Interverranno all’evento, organizzato dal Direttore del Museo Diocesano di Palermo, mons. Giuseppe Randazzo e dal Presidente della Fondazione Camposanto di Santo Spirito di Palermo, dott. Francesco Di Paola, alla presenza di S.E. Mons. Corrado Lorefice, Arcivescovo di Palermo, la prof.ssa Maria Concetta Di Natale, Direttore del Dipartimento Culture e Società dell’Università degli Studi di Palermo, e le dott.sse Evelina De Castro, dirigente conservazione e valorizzazione delle collezioni della Galleria Regionale di Palazzo Abatellis, e Stefania Randazzo, presidente AISAR (Archivio Internazionale per la Storia e l’attualità del Restauro).

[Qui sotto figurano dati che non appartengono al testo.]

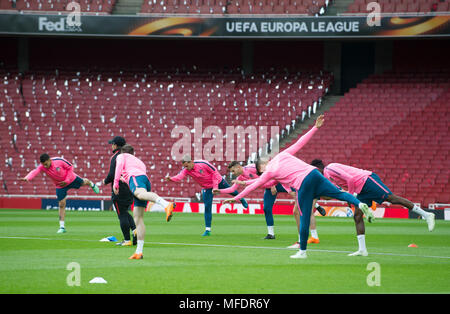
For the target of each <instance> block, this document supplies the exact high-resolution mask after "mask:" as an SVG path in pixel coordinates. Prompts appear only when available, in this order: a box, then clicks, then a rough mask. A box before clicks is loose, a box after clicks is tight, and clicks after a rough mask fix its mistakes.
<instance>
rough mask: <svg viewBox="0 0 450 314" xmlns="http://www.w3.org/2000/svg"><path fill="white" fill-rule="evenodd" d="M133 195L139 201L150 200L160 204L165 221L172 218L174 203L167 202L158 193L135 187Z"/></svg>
mask: <svg viewBox="0 0 450 314" xmlns="http://www.w3.org/2000/svg"><path fill="white" fill-rule="evenodd" d="M134 196H136V198H138V199H140V200H141V201H150V202H153V203H155V204H158V205H160V206H161V207H162V208H164V211H165V212H166V221H167V222H168V221H170V220H171V219H172V216H173V210H174V209H175V206H176V204H175V203H173V202H168V201H166V200H165V199H163V198H162V197H160V196H158V194H156V193H153V192H149V191H147V190H145V189H144V188H137V189H136V191H135V192H134ZM138 234H139V231H138Z"/></svg>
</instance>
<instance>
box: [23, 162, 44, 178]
mask: <svg viewBox="0 0 450 314" xmlns="http://www.w3.org/2000/svg"><path fill="white" fill-rule="evenodd" d="M41 171H42V165H39V166H38V167H37V168H36V169H34V170H31V171H30V173H28V174H27V175H26V176H25V177H24V178H21V179H20V180H21V181H31V180H33V178H34V177H35V176H37V175H38V174H39V173H40V172H41Z"/></svg>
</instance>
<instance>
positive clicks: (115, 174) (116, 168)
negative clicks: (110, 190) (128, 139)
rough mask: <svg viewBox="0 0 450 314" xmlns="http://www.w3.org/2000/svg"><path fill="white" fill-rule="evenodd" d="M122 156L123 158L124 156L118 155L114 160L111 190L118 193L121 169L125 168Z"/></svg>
mask: <svg viewBox="0 0 450 314" xmlns="http://www.w3.org/2000/svg"><path fill="white" fill-rule="evenodd" d="M124 156H125V155H124V154H120V155H119V156H117V158H116V173H115V175H114V185H113V189H115V190H117V191H119V180H120V176H121V175H122V171H123V168H124V166H125V159H124V158H125V157H124ZM114 192H115V191H114ZM116 194H117V193H116Z"/></svg>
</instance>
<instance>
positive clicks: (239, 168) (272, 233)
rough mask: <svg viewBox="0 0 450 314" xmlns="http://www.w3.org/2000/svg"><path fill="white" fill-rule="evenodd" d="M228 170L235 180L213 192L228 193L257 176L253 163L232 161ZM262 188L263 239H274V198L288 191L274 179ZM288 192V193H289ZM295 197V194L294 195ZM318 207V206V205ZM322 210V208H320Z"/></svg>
mask: <svg viewBox="0 0 450 314" xmlns="http://www.w3.org/2000/svg"><path fill="white" fill-rule="evenodd" d="M228 170H230V172H231V173H232V174H233V175H234V176H236V177H237V178H236V180H234V181H233V185H232V186H231V187H230V188H227V189H218V190H213V193H214V194H221V193H222V194H224V193H230V192H233V191H236V190H237V188H238V186H239V185H243V186H246V185H249V184H251V183H252V182H254V181H255V180H256V179H257V178H259V176H258V174H257V173H256V166H255V164H250V165H247V166H241V165H240V164H239V162H237V161H232V162H231V163H230V164H229V165H228ZM263 188H264V189H265V190H264V197H263V200H264V202H263V211H264V217H265V219H266V225H267V235H266V237H265V238H264V239H275V231H274V227H273V226H274V221H273V214H272V209H273V204H274V203H275V200H276V198H277V195H278V193H288V191H286V189H285V188H284V187H283V186H282V185H281V184H280V183H278V182H276V181H269V182H268V183H266V184H264V186H263ZM291 193H292V192H291ZM289 194H290V193H289ZM294 198H295V195H294ZM319 207H320V206H319ZM296 208H297V206H296V205H295V206H294V217H295V218H296V221H297V222H298V223H297V224H299V220H297V218H298V216H296V215H295V214H296V213H298V209H297V210H296ZM320 208H321V207H320ZM321 209H322V210H323V208H321Z"/></svg>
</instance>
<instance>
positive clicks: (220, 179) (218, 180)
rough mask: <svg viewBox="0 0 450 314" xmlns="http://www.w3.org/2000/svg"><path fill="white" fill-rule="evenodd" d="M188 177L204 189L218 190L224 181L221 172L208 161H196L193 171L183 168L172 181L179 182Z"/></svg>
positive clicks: (198, 160) (171, 178) (200, 160)
mask: <svg viewBox="0 0 450 314" xmlns="http://www.w3.org/2000/svg"><path fill="white" fill-rule="evenodd" d="M186 176H190V177H192V178H193V179H194V180H195V182H197V183H198V184H199V185H200V186H201V187H202V188H204V189H211V188H213V189H217V188H218V187H219V183H220V182H221V181H222V180H223V178H222V176H221V175H220V173H219V171H217V169H216V168H215V167H214V166H213V165H211V164H210V163H209V162H208V161H206V160H194V168H192V170H187V169H186V168H183V170H181V171H180V173H178V174H177V175H176V176H174V177H171V178H170V179H171V180H172V181H175V182H179V181H181V180H183V179H184V177H186Z"/></svg>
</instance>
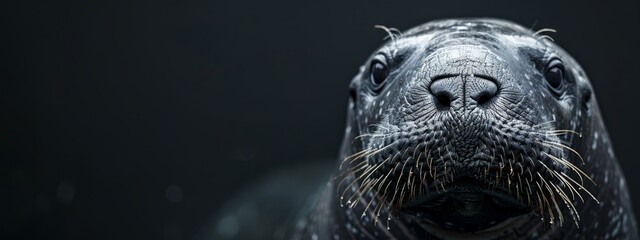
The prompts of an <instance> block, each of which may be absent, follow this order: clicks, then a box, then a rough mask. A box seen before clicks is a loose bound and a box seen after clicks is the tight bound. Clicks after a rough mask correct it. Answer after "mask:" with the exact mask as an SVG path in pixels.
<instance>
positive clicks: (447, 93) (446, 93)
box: [435, 92, 453, 107]
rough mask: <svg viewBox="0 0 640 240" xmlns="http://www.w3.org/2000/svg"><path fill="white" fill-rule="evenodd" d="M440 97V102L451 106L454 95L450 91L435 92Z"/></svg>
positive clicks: (436, 97)
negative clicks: (451, 101) (445, 91)
mask: <svg viewBox="0 0 640 240" xmlns="http://www.w3.org/2000/svg"><path fill="white" fill-rule="evenodd" d="M435 96H436V98H437V99H438V103H439V104H440V105H442V106H443V107H449V106H451V101H453V96H451V93H449V92H439V93H436V94H435Z"/></svg>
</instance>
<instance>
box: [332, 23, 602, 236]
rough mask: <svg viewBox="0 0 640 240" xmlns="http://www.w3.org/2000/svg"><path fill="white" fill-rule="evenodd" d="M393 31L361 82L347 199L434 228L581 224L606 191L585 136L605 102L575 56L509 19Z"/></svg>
mask: <svg viewBox="0 0 640 240" xmlns="http://www.w3.org/2000/svg"><path fill="white" fill-rule="evenodd" d="M392 36H393V37H392V38H391V39H390V40H389V41H387V42H386V43H385V44H384V45H383V46H382V47H380V48H379V49H378V50H376V52H374V54H372V56H371V57H370V58H369V59H368V60H367V62H366V63H365V65H364V66H363V67H362V68H361V71H360V73H359V74H358V75H357V76H356V77H355V78H354V80H353V81H352V83H351V103H350V113H349V114H350V117H349V119H350V120H349V125H350V128H348V131H349V133H348V134H347V137H346V138H345V144H347V145H346V146H343V149H346V150H344V152H346V153H348V154H345V159H344V161H343V163H342V166H341V169H342V171H343V172H346V173H348V174H342V175H341V176H342V177H343V178H342V179H341V180H342V181H339V184H337V185H338V189H339V192H338V193H339V194H340V197H341V201H342V203H343V204H347V205H349V206H354V205H356V204H361V207H360V208H361V209H362V214H363V217H364V216H366V217H370V218H372V219H375V220H377V219H378V218H386V216H384V215H383V216H381V212H383V213H385V212H386V213H388V214H389V215H394V216H397V217H398V218H399V219H400V220H401V221H403V222H404V223H405V224H409V225H410V224H416V225H418V226H422V227H423V228H424V229H427V230H428V231H430V232H433V231H454V232H476V231H485V230H487V229H494V228H499V227H504V226H509V224H511V223H513V222H517V221H515V220H514V219H518V218H534V217H535V218H537V219H542V221H543V222H545V224H551V225H562V224H563V223H566V222H567V221H569V223H570V224H576V225H577V224H579V211H578V208H579V206H578V205H579V204H581V203H583V202H584V200H585V199H586V200H587V201H591V199H593V200H595V201H597V200H596V199H595V197H594V196H593V195H592V193H591V192H590V191H593V190H594V189H595V185H594V184H593V183H592V182H591V181H590V176H589V174H586V173H585V172H584V170H583V166H584V165H585V164H588V162H585V160H584V159H582V157H581V154H583V153H580V152H579V151H577V150H576V149H578V147H579V146H578V144H581V143H580V140H576V139H579V138H580V137H581V134H582V133H584V132H585V131H588V130H585V129H586V127H588V126H585V125H588V124H590V115H591V112H592V111H597V109H595V110H594V109H593V108H595V106H594V105H593V104H592V102H593V101H594V100H592V98H593V97H592V96H591V86H590V84H589V82H588V79H587V78H586V76H585V74H584V73H583V71H582V69H581V67H580V66H579V65H578V64H577V63H576V61H575V60H573V58H572V57H571V56H569V55H568V54H567V53H565V52H564V51H563V50H562V49H560V48H559V47H558V46H556V45H555V44H553V43H552V42H551V41H550V40H549V39H548V38H547V37H545V36H543V35H541V34H536V33H533V32H532V31H529V30H527V29H524V28H522V27H520V26H518V25H516V24H513V23H509V22H505V21H501V20H488V19H477V20H470V19H469V20H450V21H439V22H431V23H428V24H426V25H423V26H419V27H416V28H414V29H411V30H409V31H407V32H406V33H404V34H402V35H401V36H400V35H392ZM538 223H540V222H538Z"/></svg>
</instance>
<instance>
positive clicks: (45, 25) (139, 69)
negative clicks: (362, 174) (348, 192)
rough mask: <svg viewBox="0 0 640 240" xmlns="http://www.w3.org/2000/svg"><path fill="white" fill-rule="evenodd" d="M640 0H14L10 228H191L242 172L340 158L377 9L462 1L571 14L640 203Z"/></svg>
mask: <svg viewBox="0 0 640 240" xmlns="http://www.w3.org/2000/svg"><path fill="white" fill-rule="evenodd" d="M636 2H637V1H627V2H624V1H593V2H584V1H575V2H574V3H566V2H564V1H530V2H527V3H524V2H516V1H502V2H480V1H466V2H460V1H457V2H455V1H417V2H413V3H411V2H397V1H371V2H362V3H357V4H356V3H353V2H342V1H316V2H301V1H295V0H291V1H278V2H275V1H229V2H219V1H201V2H184V1H126V2H115V1H76V2H66V1H59V2H48V3H45V2H32V1H19V2H15V3H8V2H3V3H2V4H0V5H1V7H0V14H1V19H2V22H1V24H2V25H1V28H0V39H1V42H4V43H2V48H1V49H2V52H1V53H0V58H1V59H2V69H3V70H2V73H3V76H4V77H2V79H1V82H0V83H1V85H0V94H1V95H0V97H1V99H2V100H1V105H0V106H1V110H0V111H1V112H0V114H1V116H0V117H1V119H2V125H1V126H2V127H1V128H0V150H1V151H0V161H1V162H0V179H1V180H2V181H1V183H0V199H2V200H1V201H2V205H3V206H2V210H1V211H2V212H0V218H1V219H2V224H1V227H0V228H1V233H0V234H1V235H0V238H3V239H7V238H6V237H9V239H31V238H38V239H45V238H46V239H122V238H125V239H134V238H142V239H167V238H178V239H191V238H192V237H193V236H194V234H195V233H196V232H197V231H199V229H200V228H202V227H203V226H204V224H205V222H207V221H209V220H210V218H211V217H212V215H213V214H214V213H215V212H216V209H217V208H218V207H219V206H220V205H221V204H223V202H224V201H225V199H227V198H228V197H229V196H231V195H232V194H233V193H234V192H235V191H237V189H241V188H243V187H246V186H248V185H249V184H250V183H251V182H253V181H256V179H258V178H260V177H261V176H265V175H266V174H267V173H268V172H270V171H272V170H274V169H280V168H283V167H285V166H290V165H294V164H299V163H302V162H306V161H313V160H320V159H324V160H326V161H333V160H332V159H333V158H334V156H335V155H336V154H337V150H338V145H339V141H340V138H341V134H342V132H343V130H342V127H343V123H344V117H345V114H344V113H345V108H346V106H345V104H346V100H347V85H348V82H349V80H350V79H351V77H352V76H353V75H354V74H356V72H357V69H358V67H359V66H360V64H362V63H363V62H364V60H365V59H366V57H367V56H368V55H369V53H370V52H371V51H372V50H373V49H375V48H376V47H377V46H378V45H379V44H381V43H382V38H383V37H384V36H385V34H384V33H383V32H382V31H380V30H378V29H374V28H373V25H375V24H384V25H387V26H390V27H396V28H399V29H408V28H410V27H412V26H414V25H417V24H420V23H423V22H425V21H428V20H432V19H437V18H446V17H474V16H476V17H478V16H479V17H483V16H487V17H498V18H506V19H510V20H512V21H515V22H518V23H520V24H522V25H524V26H526V27H532V28H533V29H541V28H554V29H556V30H557V31H558V33H555V34H551V36H552V37H554V38H555V40H556V42H557V43H559V44H560V45H561V46H563V47H564V48H565V49H566V50H568V51H569V52H570V53H571V54H572V55H573V56H574V57H575V58H576V59H577V60H578V61H579V62H580V63H581V64H582V66H583V67H584V68H585V69H586V71H587V73H588V74H589V76H590V78H591V81H592V83H593V85H594V87H595V89H596V94H597V97H598V100H599V104H600V106H601V109H602V112H603V114H604V118H605V120H606V124H607V126H608V127H609V131H610V135H611V138H612V140H613V142H614V143H615V150H616V154H617V155H618V157H619V159H620V163H621V165H622V166H623V169H624V171H625V173H626V174H627V179H628V183H629V187H630V189H631V191H632V196H633V197H634V202H635V203H636V204H635V205H636V210H639V209H640V176H638V174H635V170H636V169H638V166H639V165H638V162H636V157H635V156H636V155H637V154H636V152H635V151H637V150H638V148H637V145H636V144H637V139H638V138H637V137H636V136H638V135H639V134H640V127H639V126H640V125H638V117H637V115H636V111H637V109H638V107H637V103H638V101H637V99H636V98H637V97H638V94H637V92H638V86H639V81H638V77H637V76H638V71H639V70H638V66H640V60H639V58H638V56H640V51H639V49H638V45H639V44H638V42H639V41H640V40H639V39H638V37H637V31H638V23H640V22H639V21H638V14H637V11H638V9H639V8H638V6H637V5H636ZM636 212H638V211H636ZM636 215H637V214H636Z"/></svg>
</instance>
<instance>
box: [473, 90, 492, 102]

Il volume è l’esito di un’approfondita ricerca multidisciplinare, tra analisi storico artistica e indagini tecnico-scientifiche svolte durante il restauro, finanziato nel 2013-14 da Banca Nuova, che si è arricchita negli anni successivi di novità ed esiti imprevedibili, come l’attribuzione al pittore Cristoforo Faffeo (rispetto a quella finora ritenuta più probabile cioè Riccardo Quartararo) verso la fine del XV secolo, e la revisione dell’iconografia oggi riportata verosimilmente a Santa Barbara anziché a S. Cecilia. copertina  Santa_Barbara rid

Il restauro dal dott. Mauro Sebastianelli, con l’alta sorveglianza della Soprintendenza ai BB.CC.AA. di Palermo, svolto nel laboratorio di restauro del Museo Diocesano, ha confermato le ipotesi ed osservazioni storico-artistiche del prof. Giovanni Travagliato, ovvero le coincidenze tecnico-diagnostiche tra la nostra tavola e altre opere note del pittore campano conservate ed esposte in molte chiese e musei del sud italia.
D’altronde, oltre alla nuova lettura iconografica, il volume offre numerosi spunti e linee di studio da approfondire, che riguardano ad esempio la misteriosa provenienza di quest’opera registrata nella Cattedrale di Palermo solo nel XIX secolo e la committenza.
Un dipinto certamente enigmatico e molto complesso, frutto di una perfetta commistione di culture diverse con un esito di notevolissime raffinatezza e qualità esecutiva, a partire dal volto botticelliano della Santa, passando per la cura degli sfondi naturalistici e per la straordinaria fattura dell’angelo suonatore.

Il volume, con un ricco apparato di illustrazioni, è stato finanziato dalla Fondazione Camposanto di S. Spirito, il cui Consiglio di Amministrazione, guidato dal dott. Francesco Di Paola e composto dagli avv. Francesco Paolo De Simone Policarpo e Christian Conti e dai dott. Rita Compagno, Antonio Giuseppe La Marca, Maurizio Manzella e Mario Alessandro Peralta, ai quali va il più sentito ringraziamento del Museo Diocesano di Palermo, ha voluto ancora proporsi come attore principale cittadino e sostenere un’iniziativa di studio volta a restituire conoscenze e memorie di Palermo.

Secondo Pierfrancesco Palazzotto, curatore scientifico del Museo Diocesano di Palermo, il nuovo numero della collana editoriale si aggiunge degnamente ai precedenti che hanno visto pubblicati innovativi contributi su importanti protagonisti e opere da Andrea del Bresciano al Maestro del Polittico di Trapani, passando per Giovanni Gili, Giacomo Serpotta e Antoon van Dyck.